An accelerating shift towards accepting gay unions around the world is borne out by Tasmania’s vote in favour of same sex marriage yesterday, writes Alan Austin.
In Independent Australia in May it was suggested that the early months of this year saw a change in wind direction towards ecclesiastical reform, after blustery breezes last year.
To extend the metaphor, that wind has definitely picked up since, making scoring shots near impossible for conservatives.
The latest gust is the election of openly gay minister Gary Paterson as moderator of the United Church of Canada this month. The moderator is sort of like the Pope for Canada’s largest Protestant denomination.
Dr Paterson’s three-year papacy is partly administrative, partly ceremonial, partly pastoral and – a point widely acknowledged – hugely symbolic. He is married to another minister — Tim Stevenson, his partner of thirty years.
Reform within the global Anglican community advanced this month when Bishop Alan Wilson of Buckingham become the most senior Churchman of England to join a movement supporting same-sex marriage.
Wilson joins prominent Anglican Dean of St Albans Jeffrey John in using the stiffening breeze to advantage.
“If you are gay, please don’t judge God by the Church,” the openly gay Dr John urged. “The official Church doesn’t speak with integrity on this issue and so, frankly, doesn’t deserve to be listened to.”
Officially the Church of England remains opposed to gay unions, as critics of the bishop and the dean were quick to assert.
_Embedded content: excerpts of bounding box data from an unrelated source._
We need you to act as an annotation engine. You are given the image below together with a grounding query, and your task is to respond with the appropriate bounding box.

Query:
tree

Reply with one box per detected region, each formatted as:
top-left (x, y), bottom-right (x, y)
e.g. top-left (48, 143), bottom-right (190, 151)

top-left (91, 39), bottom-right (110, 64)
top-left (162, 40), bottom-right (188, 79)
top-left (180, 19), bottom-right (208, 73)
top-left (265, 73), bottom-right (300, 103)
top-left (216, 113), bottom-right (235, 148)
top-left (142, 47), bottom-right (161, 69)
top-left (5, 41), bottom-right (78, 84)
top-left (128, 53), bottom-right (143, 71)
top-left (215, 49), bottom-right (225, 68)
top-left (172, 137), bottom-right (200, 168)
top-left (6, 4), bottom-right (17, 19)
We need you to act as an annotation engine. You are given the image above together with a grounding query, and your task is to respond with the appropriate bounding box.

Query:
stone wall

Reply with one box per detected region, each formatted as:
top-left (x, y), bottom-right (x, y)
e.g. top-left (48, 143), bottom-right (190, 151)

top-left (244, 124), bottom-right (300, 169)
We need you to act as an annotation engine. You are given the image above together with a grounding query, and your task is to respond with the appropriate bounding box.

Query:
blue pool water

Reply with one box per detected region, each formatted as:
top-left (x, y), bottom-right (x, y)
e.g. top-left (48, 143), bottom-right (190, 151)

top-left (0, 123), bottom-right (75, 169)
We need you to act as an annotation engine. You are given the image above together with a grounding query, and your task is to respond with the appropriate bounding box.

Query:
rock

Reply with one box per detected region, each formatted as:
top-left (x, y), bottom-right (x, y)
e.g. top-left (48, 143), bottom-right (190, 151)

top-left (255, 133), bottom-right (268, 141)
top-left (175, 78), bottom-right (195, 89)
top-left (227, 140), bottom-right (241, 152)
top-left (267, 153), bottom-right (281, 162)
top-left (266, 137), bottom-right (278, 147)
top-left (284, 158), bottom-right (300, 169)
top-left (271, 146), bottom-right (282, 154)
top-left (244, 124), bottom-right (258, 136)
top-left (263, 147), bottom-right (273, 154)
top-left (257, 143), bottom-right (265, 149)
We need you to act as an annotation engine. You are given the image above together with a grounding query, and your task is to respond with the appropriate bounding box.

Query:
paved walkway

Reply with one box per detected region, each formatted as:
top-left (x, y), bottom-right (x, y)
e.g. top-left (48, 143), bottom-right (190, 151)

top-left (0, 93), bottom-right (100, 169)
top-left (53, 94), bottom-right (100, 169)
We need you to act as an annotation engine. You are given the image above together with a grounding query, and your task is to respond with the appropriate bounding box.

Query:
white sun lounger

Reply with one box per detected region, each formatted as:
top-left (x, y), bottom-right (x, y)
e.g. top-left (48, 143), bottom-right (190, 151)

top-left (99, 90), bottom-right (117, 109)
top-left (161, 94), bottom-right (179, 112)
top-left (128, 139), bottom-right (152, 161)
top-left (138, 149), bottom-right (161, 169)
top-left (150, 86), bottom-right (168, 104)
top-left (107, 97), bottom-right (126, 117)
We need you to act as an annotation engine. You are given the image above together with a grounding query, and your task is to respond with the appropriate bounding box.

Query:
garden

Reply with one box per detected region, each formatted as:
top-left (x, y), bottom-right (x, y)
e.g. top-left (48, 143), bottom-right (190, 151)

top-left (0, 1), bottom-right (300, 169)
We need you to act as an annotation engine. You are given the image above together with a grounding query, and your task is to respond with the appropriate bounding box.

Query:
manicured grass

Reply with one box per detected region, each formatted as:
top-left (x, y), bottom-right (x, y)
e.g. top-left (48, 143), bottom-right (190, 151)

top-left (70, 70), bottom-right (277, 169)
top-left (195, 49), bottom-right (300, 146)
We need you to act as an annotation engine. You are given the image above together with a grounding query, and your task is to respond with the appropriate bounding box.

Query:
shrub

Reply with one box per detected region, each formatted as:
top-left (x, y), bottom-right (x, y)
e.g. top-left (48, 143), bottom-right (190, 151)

In contrast, the Episcopal Church in the US has moved to offer blessings to same-sex couples. The US Anglicans accepted the reform by a decisive margin – 282 to 82 – at their June convention in Indianapolis. The 1.9 million-member church is now the largest US religious body supporting same-sex unions.
A shot at goal by New Zealand’s six Roman Catholic bishops this month was blown badly off trajectory. In a letter to ‘Kiwis of Generation Y’ they, condemned the proposed Marriage Amendment Bill, claiming it would “re-engineer the status and structure of family life in New Zealand”.
Fifty Anglican, Presbyterian, Methodist and Quaker leaders responded with a neutralising letter — supporting legislative change.
“It’s time the Church recognises and encourages those in same-gender relationships who wish to pledge their love and fidelity to each other,” the reformists replied.
“To suggest that marriage based on biblical precepts is frozen in stone and cannot develop or change is to ignore reality.”
This was eerily similar to the move by six Catholic bishops in Victoria in April, who wrote a letter opposing amendments to Australia’s marriage laws. This prompted a powerful counter letter signed by clergy supporting reform — which now has 77 signatures.
Shifts elsewhere may not be as newsworthy but are continuing. A Baptist minister in Victoria caused consternation when he backed same-sex unions on ABC Television in July.
“We actually need to look at it in terms of justice, of compassion, of equality for all people,” said South Yarra minister, Nathan Nettleton. “And so, I think the case would need to be made that allowing same sex marriage would actually be detrimental to the community in some way before I would argue that the State should legislate against it.”
He was rapidly slapped down by senior Baptists.
“The sentiments expressed by the Reverend Nathan Nettleton … do not represent the views of Australian Baptist Ministries or an overwhelming majority of Baptists in Australia and around the world”, said spokesperson Rod Benson.
Nettleton finds himself, however, in an expanding company of progressive Baptists, admittedly from a low base. Of the 77 signatories to the April open letter from Australian religious leaders, seven are Baptists.
They include influential elder statesman Rowland Croucher of Melbourne and respected academic Craig de Vos of Adelaide.
Baptists certainly have articulate Biblical scholars arguing compellingly for a re-examination of the relevant Scriptures which they claim have been misapplied.
Another conservative group now challenged from within is the Orthodox Jewish community.
Charismatic rabbi Shmuly Yanklowitz announced earlier this year: “I’m coming out of the closet right now as an Orthodox rabbi who is a proud ally with those of LGBT orientation.”
“Judaism is more legally and philosophically complicated on this issue, but it is not so complicated that we should abandon our most basic moral compass,” Yanklowitz said.
“When anti-Semitism emerges, non-Jews must speak up. When homophobia emerges, heterosexuals must be active. I stand in solidarity with those in struggle, since Judaism values struggle and mandates that we support one another in our different struggles.”
The rabbi’s ‘coming out’ was welcomed by some, but as with most of Christendom, his remains a minority view. But for how much longer? And who cares?
Legislators in most countries with strong Judeo-Christian traditions are still influenced by religious belief. Religious groups changing position, therefore, are likely to impel secular change.
This seems to be happening in several places. An analyst claimed last week that the once-powerful conservative Australian Christian Lobby in Tasmania has been rendered virtually impotent in that state’s marriage debate.
Yesterday, Tasmania’s lower house voted to pass a bill allowing same sec marriage.
So no sign of any slackening in the wind.